Clothing brand M & Co has trebled the capacity of tote movements, improved throughput and increased efficiency in unloading containers by ten per cent, after enlisting materials handling specialist CI Logistics to implemented a number of improvements at its Glasgow hub.
M & Co, which was previously known as Mackays, is one of the largest privately owned fashion retailers in the UK, with nearly 300 stores nationwide and an online presence.
The company moved into its distribution centre in Inchinnan Business Park close to Glasgow airport three years ago.
The facility has a 100,000 sq ft ground floor and one of the largest mezzanines in Scotland at 85,000 sq ft.
It is the second time that M & Co has selected CI Logistics for a contract; the company was initially chosen to create the bespoke handling and storage system for the distribution centre.
The original system consisted of hanging garment storage and movement for 650,000 garments on the mezzanine floor, together with carton/tote handling and transport on the ground floor, controlled by an integrated software system.
The company has continued to expand its retail business both on the high street and online and the increased sales volume was putting pressure on the busy distribution centre and faster throughput was required to keep pace with demand.
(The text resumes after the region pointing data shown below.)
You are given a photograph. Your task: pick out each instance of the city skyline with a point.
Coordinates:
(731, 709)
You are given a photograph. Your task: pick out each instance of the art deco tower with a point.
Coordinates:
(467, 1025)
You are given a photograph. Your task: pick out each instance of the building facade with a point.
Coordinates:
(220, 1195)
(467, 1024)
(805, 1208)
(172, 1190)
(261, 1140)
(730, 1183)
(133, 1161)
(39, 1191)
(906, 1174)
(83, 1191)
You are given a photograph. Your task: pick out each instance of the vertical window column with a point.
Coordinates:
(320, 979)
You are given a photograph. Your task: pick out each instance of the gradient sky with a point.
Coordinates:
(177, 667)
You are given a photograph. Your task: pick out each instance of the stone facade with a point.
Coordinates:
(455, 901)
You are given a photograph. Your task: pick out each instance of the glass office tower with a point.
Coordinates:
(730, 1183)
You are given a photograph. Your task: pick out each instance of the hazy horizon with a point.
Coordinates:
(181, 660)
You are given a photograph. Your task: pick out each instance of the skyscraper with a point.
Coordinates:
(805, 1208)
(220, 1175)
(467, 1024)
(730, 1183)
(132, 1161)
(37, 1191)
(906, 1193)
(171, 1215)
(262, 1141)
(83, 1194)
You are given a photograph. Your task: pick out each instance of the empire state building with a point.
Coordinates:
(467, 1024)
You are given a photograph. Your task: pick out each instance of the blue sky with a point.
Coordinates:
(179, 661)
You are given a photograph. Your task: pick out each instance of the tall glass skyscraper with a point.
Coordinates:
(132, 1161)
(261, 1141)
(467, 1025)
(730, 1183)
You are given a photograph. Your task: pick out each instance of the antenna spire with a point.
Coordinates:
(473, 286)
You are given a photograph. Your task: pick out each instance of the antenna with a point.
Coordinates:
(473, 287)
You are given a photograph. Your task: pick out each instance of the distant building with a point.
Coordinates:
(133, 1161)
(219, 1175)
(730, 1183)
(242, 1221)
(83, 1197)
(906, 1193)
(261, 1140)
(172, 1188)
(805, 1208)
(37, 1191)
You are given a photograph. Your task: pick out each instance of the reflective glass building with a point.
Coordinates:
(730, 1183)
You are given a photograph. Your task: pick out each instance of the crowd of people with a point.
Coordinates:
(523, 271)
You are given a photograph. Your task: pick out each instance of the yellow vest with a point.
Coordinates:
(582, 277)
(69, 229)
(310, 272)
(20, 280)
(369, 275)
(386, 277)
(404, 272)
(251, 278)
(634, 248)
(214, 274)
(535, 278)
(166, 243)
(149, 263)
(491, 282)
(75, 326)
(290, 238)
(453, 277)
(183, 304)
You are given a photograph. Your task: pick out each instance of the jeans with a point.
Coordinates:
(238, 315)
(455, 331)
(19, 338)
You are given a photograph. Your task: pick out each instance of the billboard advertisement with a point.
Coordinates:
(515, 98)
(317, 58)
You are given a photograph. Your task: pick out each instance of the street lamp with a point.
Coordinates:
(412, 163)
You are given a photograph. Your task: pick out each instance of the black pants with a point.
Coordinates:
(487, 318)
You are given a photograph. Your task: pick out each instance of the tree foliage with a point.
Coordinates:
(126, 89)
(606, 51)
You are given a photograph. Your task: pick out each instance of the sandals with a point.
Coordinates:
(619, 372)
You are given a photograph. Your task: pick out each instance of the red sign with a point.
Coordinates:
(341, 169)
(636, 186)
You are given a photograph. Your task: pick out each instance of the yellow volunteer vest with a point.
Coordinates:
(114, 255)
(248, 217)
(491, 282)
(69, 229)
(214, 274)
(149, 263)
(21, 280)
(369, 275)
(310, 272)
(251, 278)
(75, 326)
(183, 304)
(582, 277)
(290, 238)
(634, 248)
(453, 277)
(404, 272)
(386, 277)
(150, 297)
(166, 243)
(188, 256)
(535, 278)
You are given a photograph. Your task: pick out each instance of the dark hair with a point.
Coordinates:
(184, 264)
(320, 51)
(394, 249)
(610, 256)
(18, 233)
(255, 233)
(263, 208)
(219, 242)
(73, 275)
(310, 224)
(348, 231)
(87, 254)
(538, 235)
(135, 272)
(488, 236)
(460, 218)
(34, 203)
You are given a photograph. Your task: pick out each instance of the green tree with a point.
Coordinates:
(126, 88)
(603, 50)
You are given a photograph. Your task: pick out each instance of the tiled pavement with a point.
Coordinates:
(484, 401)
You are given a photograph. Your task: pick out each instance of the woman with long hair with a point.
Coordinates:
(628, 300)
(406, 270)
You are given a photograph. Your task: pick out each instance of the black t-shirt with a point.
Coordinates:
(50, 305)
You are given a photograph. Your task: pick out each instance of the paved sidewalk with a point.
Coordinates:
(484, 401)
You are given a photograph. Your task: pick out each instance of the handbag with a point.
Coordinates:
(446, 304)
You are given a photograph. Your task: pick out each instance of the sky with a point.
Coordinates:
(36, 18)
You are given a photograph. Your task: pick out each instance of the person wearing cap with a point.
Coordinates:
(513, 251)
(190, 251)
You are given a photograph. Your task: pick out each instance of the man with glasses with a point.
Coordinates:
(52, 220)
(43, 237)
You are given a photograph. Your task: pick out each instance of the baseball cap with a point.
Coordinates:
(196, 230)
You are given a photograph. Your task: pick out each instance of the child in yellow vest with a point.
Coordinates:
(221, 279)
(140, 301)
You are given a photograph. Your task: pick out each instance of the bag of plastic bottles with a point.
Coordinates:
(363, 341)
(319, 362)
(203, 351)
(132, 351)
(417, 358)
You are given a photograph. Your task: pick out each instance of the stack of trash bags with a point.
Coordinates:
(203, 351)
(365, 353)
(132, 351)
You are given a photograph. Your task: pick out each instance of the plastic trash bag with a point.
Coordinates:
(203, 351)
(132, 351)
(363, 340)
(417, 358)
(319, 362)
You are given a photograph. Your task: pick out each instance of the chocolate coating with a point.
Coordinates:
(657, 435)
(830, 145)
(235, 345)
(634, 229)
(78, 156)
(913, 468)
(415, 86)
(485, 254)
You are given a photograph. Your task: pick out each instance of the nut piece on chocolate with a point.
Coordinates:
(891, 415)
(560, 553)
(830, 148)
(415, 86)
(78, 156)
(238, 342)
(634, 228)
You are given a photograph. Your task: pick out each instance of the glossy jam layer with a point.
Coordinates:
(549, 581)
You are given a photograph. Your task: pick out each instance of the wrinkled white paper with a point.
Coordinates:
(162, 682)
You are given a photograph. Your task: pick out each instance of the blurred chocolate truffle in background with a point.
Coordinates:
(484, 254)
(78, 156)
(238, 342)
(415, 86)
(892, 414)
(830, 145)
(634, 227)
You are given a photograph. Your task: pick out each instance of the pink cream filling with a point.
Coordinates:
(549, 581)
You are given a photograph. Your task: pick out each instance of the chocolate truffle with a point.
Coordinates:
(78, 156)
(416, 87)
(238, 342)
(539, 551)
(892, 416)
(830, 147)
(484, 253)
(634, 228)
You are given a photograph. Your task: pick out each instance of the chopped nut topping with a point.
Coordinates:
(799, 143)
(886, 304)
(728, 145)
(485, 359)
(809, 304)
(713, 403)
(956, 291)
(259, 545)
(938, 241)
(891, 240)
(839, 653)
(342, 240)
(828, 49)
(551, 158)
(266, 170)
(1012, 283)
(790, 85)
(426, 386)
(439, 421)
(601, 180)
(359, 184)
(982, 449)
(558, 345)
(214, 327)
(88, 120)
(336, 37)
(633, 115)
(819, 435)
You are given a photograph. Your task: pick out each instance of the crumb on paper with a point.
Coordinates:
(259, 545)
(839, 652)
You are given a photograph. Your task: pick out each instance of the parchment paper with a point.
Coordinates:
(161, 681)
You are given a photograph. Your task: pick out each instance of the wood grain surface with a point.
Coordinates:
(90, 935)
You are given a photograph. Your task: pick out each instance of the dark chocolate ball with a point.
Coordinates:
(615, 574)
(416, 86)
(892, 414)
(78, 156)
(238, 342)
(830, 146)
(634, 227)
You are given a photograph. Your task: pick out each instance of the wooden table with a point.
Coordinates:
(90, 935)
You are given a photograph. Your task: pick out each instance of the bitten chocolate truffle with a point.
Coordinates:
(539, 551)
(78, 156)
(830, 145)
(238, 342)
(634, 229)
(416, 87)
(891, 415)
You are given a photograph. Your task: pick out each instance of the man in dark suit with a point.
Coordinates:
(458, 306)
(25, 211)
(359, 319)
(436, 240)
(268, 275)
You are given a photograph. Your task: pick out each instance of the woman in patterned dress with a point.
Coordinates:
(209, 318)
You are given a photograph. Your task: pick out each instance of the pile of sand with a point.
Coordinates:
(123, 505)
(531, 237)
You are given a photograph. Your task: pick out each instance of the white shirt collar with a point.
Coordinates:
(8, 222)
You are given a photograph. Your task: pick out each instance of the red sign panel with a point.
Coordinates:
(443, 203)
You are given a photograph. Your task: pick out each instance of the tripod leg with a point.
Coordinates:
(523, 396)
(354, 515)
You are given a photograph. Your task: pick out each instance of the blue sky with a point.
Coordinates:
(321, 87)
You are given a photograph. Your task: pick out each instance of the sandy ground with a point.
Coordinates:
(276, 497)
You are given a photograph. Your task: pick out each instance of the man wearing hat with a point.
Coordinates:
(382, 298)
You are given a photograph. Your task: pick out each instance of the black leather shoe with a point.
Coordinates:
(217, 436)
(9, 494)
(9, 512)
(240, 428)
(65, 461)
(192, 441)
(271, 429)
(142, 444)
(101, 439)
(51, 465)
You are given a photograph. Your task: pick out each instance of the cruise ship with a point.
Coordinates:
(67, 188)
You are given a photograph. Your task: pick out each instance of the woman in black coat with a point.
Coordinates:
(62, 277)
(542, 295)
To alleviate the situation, a new telescopic boomloader was purchased from CI Logistics.
Bryce Howie, M & Co’s IT and distribution director, says: “Replacing our old boom with this, much more functional one, is a great improvement. It has hydraulic ‘lift and lower’ which means that we can easily adjust it to a usable height and fully extended it is 18m long which stretches right into the back of containers, making offloading much more efficient for us.
“When you marry that to the improvements we’ve made with CI Logistics to the zoning on our inbound conveyor – three large zones have been converted into six short zones – it means that we achieve higher throughput on intake.
“The additional accumulation of inbound boxes flows much better giving us greater capacity on the conveyor. This speeds up the time it takes to unload a container by around 10 per cent and when you have as many deliveries a week as we do, that makes a significant difference.”
At the outbound sector of the distribution centre, there were a number of restricting factors that needed to be addressed. Close to the outbound area there was a double gate in the conveyor to provide forklift truck access to a racked area.
The area also houses the company’s recycling equipment, a plastic compressor and cardboard compacter. To reduce disruption to the outbound flow of totes, recycling was done in break times.
The double gate also served as an emergency exit. To ensure it could be lifted easily in an emergency situation, the gaps between the totes on the outbound conveyor had to be large enough, another factor which was slowing down output.
This was compounded by the fact that there was a bottleneck at dispatch because the operatives could load more totes onto the conveyor than could be processed through the chain transfer system to the three loading bays.
Bryce Howie explains the system that has been implemented: “The answer was to install an up and over belt conveyor which forms a bridge where our double gates used to be and to change to switchsorter technology to replace the chain transfer system to our despatch bays.
“The work has now been completed by CI Logistics and as a result we have been able to increase the conveyor speed to give us faster processing of the totes all the way through outbound. The bridge has facilitated a much more flexible and
safer way of working as we have unimpeded access to our racking, recycling machines and emergency exit.”
He concludes, “The three new switchsorters mean that we can either load one vehicle faster or we can load more than one vehicle at a time, something we could never really do before. We are now maximising our output as the conveyor modifications in outbound have significantly speeded up our procedures; in fact they have trebled our output capacity.”